Background/Objectives: Evidence on the effectiveness of COVID-19 vaccination during pregnancy is limited. The aim of this study was to estimate vaccine effectiveness (VE) of COVID-19 mRNA vaccines used for primary (2-dose) and 1^st booster (3^rd dose) vaccination during pregnancy.

Methods: We emulated a target trial using primary care data from Spain (linked to hospital data) and the UK, and nationwide health registries from Norway and Sweden, all mapped to the OMOP Common Data Model. Pregnant individuals aged 12-55 with gestational age #2 34 weeks were included. VE of primary vaccination (2 doses, < 6 weeks apart) was compared to no dose; and 1st booster (3^rd dose) was compared to primary (2-dose) vaccination. Outcomes were COVID-19 infection, hospitalization and ICU admission (excluding delivery-related care). Vaccinated were matched 1:1 to unvaccinated peers through weekly sequential matching. We estimated the per-protocol effect (> 15 days post-vaccination) and censored individuals if not adherent to the vaccination regimen. We also censored at pregnancy end. We used standardized mean differences (SMD) to evaluate balance, and negative control outcomes (NCO) to detect residual bias. Hazard ratios (HR) were derived from Cox models and VE was estimated as 100x(1-HR). Results were meta-analysed using random-effects models. We stratified results by pregnancy trimester and vaccine brand.

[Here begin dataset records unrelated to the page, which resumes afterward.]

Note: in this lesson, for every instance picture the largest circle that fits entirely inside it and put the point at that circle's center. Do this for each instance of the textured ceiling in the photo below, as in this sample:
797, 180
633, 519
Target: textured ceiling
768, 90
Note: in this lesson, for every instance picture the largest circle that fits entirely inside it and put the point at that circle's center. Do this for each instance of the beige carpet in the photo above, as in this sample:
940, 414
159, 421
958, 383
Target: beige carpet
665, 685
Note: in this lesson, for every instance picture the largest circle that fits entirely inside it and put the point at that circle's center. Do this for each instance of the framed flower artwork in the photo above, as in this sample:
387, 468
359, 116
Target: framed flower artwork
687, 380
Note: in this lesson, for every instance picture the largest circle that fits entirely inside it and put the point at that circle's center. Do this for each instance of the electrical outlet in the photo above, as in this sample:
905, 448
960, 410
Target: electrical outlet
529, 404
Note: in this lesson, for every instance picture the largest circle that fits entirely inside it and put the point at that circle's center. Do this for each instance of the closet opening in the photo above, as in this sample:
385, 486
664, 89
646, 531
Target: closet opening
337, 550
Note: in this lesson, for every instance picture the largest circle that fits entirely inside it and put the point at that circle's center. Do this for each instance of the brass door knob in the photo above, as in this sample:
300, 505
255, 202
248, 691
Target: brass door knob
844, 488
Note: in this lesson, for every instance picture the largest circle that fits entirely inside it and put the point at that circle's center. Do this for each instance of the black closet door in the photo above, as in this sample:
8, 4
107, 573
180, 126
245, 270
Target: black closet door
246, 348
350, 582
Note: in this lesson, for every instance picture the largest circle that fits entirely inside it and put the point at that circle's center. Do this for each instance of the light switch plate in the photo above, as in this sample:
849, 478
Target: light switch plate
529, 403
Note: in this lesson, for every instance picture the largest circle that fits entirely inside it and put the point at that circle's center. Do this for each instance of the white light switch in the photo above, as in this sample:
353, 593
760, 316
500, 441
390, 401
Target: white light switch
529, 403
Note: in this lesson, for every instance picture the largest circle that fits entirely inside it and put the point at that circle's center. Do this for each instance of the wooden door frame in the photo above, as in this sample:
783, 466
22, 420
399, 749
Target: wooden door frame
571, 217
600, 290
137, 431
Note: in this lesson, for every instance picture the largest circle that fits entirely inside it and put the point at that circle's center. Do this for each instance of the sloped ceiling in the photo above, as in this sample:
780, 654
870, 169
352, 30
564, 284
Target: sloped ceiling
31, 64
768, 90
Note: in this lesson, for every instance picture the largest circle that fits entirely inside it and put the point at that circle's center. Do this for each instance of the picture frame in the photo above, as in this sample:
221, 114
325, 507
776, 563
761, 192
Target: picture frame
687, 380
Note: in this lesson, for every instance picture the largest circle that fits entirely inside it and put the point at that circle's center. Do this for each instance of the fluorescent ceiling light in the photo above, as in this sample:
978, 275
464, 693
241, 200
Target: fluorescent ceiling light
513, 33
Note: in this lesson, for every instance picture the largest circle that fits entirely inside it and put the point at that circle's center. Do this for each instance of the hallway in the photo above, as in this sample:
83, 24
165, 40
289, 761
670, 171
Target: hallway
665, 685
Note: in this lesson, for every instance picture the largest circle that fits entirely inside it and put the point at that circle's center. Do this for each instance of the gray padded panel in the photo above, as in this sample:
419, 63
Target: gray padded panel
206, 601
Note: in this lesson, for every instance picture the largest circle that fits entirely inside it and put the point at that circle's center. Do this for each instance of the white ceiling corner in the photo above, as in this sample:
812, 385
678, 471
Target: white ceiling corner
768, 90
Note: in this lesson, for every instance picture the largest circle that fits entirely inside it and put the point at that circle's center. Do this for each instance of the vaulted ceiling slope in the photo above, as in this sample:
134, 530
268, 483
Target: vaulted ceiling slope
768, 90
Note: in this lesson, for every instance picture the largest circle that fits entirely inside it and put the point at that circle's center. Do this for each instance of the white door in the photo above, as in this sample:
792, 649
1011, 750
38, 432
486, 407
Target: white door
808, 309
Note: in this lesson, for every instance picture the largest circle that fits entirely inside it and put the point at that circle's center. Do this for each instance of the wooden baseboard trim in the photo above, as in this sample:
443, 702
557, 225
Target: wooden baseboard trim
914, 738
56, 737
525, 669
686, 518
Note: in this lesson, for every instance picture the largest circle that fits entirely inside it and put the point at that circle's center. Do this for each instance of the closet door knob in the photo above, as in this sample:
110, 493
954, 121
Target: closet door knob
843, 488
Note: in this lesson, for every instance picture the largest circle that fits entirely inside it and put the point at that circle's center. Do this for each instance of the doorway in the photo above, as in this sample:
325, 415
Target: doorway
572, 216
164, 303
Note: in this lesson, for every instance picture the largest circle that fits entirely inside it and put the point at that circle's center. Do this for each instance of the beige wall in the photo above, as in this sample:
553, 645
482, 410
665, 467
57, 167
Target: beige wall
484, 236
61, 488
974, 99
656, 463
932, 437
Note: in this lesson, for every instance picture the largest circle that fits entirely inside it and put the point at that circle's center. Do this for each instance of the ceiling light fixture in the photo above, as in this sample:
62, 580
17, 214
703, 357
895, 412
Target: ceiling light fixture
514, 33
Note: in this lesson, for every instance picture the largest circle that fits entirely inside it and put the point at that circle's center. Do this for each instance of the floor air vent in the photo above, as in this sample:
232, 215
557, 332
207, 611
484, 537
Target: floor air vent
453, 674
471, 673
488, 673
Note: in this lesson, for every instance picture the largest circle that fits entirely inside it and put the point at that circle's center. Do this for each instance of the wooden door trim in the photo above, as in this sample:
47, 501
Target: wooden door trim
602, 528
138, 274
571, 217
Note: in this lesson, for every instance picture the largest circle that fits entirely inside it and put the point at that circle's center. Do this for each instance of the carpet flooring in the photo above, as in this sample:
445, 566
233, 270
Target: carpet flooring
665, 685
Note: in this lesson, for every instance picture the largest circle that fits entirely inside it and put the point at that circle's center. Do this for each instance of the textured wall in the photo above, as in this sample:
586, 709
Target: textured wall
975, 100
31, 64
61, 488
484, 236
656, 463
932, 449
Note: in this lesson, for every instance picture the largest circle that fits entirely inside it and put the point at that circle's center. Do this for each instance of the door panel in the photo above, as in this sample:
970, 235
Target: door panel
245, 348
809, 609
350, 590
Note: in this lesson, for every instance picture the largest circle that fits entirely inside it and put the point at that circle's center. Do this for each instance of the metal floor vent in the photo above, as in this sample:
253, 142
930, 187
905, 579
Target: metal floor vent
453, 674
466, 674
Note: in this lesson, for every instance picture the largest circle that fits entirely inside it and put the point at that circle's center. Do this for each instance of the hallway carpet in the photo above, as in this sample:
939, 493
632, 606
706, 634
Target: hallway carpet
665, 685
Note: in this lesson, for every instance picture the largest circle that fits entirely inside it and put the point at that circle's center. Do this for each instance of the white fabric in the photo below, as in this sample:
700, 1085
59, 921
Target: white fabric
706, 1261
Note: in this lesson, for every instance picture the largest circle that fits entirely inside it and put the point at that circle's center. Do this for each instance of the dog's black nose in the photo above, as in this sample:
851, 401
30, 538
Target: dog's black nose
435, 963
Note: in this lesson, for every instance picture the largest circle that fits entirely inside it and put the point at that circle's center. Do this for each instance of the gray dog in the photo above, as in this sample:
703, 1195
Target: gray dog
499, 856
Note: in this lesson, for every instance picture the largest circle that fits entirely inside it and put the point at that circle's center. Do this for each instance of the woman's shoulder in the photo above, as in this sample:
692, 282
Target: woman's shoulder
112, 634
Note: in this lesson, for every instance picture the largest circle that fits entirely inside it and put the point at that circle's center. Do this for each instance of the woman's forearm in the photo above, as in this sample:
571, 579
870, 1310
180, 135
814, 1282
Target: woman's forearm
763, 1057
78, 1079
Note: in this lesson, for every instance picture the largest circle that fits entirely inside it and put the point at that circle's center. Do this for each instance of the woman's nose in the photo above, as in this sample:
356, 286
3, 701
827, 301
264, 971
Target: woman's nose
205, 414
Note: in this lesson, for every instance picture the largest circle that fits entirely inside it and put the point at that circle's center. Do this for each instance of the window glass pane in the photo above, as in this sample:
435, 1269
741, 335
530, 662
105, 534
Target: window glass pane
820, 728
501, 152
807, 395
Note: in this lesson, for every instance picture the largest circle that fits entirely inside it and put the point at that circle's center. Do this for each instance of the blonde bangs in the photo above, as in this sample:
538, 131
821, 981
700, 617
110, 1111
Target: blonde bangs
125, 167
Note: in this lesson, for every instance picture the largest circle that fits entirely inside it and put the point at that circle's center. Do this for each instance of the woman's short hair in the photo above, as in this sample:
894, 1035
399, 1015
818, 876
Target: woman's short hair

Results: We included 62,061 and 41,096 exposed women at vaccination with a first and booster dose, respectively, who were matched with the same number of unexposed peers. Enrolment occurred in periods dominated by the Delta (primary vaccination) and Omicron (booster) variants. Median follow-up across databases was 42-55 days for primary vaccination and 73-116 days for boosters. SMDs showed good covariate balance, and NCO results were not suggestive of residual bias. Meta-analysis showed a VE of 26.2% (16.2-35.1; I² = 0.7) against infection and 55.6% (44.1-64.8; I² = 0) against hospitalization for primary vaccination. For boosters, VE was 33.6% (-1.6-56.6; I² = 1) and 34.1% (0.6-56.4; I² = 0.5), respectively. Event counts were insufficient to analyze ICU admissions. Results were consistent by pregnancy trimester and vaccine brand.

Conclusions/Recommendations: To our knowledge, this is the largest and longest follow-up study on COVID-19 VE in pregnancy. Vaccination with a primary (2-dose) or 1^st booster (3^rd dose) against COVID-19 during pregnancy was effective in preventing COVID-19 hospitalizations, with modest protection against infection.

Disclosures: FN reports research project support (paid to his institution, no personal fees) by Bayer, with no relation to the work reported here. FN owns some AstraZeneca shares.